My grandfather literally ran from me at Thanksgiving Community Only (
self.trans)
submitted 29 days ago * by
YourFriendJeebus
Just need to rant a little. My wife (cis) and I (mtf) were making the rounds this Thanksgiving, visiting my family. We spent the majority of Thanksgiving with my liberal, and fully accepting mom's side of the family (my parents divorced many years ago), but we decided to stop by my dad's side on our way home to say hi. My dad and stepmom are accepting and have honestly done their best to educate themselves, so we enjoy hanging around them. I've been out for about a year and a half, and on hrt for a year. My deeply conservative grandfather was told about my transition about three months ago by my dad, with my blessing of course. I haven't seen my grandfather in almost a year, so a lot has changed. I present femme socially 100% of the time, and I've been told that I pass, so I sometimes assume I do. That day, I certainly passed.
Regarding my grandfather, I've always noticed a fairly extreme level of misogyny from him, but even with my obvious lack of masculinity, he still showed me unconditional love, or so I thought. Knowing he would be at this large, 30 person family gathering, was actually somewhat exciting because I'm so incredibly proud of my progress and mental state, and love sharing my joy and content with people I love. Not to mention, I really like the way I look most of the time. In my mind, he was about to meet the best, happiest, and most confident version of myself. I didn't do much with my makeup and hair, but I thought I looked quite cute. Anyway, when we get to the gathering, my wife and I walk in, my wife first, and myself close behind. As we make our way in, greeting everyone, it's clear that a few are uncomfortable, but I don't care because I finally love myself. We get to my dad and stepmom, and I immediately ask where my grandfather is because we didn't see him.
My dad then sits me down (he's always been quite open and honesty with me), so I know it's not good. He proceeds to tell us that as soon as we walked in, my grandfather, who was sitting on the couch, saw me, and realized he was "not ready." This 81 year old man proceeded to bolt off the couch and escape out through the back yard, got into his truck and left, without either of us noticing. My dad then tells me that he's been crying over my transition, as he sees me as his "first grandson." It's apparently hard for him to accept. Initially, I was stunned. I expected push back, or negativity, or even disparagement. I never expected him to run and hide from me. Obviously, I was hurt, especially since I never even behaved like a "grandson." After I composed myself, I began to realize that his immature decision negatively impacted everyone there. He left his wife, my step grandmother, there, who came up to me, hugged me tight, and said, "I still love you." He abandoned his entire family before food had even been served because he can't stand to look at his granddaughter.

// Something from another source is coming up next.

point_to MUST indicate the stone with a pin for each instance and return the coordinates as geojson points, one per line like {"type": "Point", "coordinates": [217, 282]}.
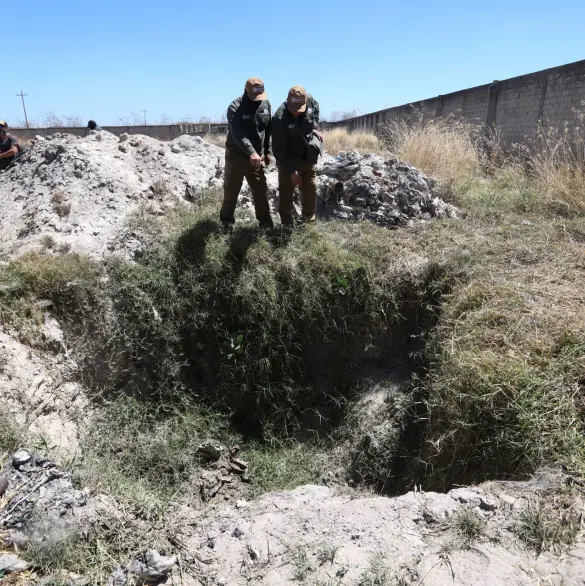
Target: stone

As my wife and I were driving home, the gravity of it all fully sank in, and any sadness I felt turned into righteous indignation. I told my wife that I can possibly forgive this act, but never forget. I've decided that I will not mince words when, or if, we ever speak again. What he did was insulting to everyone there, and incredibly immature. He will not get anything past a second chance. He will know that if he cannot fully accept me, pronouns and all, then I am done with him. He'll know that if he thinks he lost his "grandson," he'll lose his granddaughter. I also will only allow a relationship if he not only apologizes to me, but also the relevant parties his actions affected. I'm not something or someone to be "accepted" as a reality. I am as I am. If he cannot "accept" that, then he can actually grieve for me as he sits alone on Christmas, or any other holiday, as the rest of the family embraces me.
Needless to say, I'm still taken aback by his actions, but I'm not going to let his cowardice or immaturity drag me down.
Thanks for reading my long rant. I just wanted to share this hurtful moment because it has become a demonstration of my resolve and confidence within myself. It's nice because she fully supports me, and she is certainly proud of how I'm handling this experience.
Edit: thanks for the replies and support. Like a lot of you, I definitely see the humor of this point. It had to look so ridiculous to everyone there who witnessed him scurry out as quick as he could. He must've looked so ridiculous in their eyes, that it probably distracted them from potential bigotry just for a bit. By comparison, only one of us looked "normal" in that moment.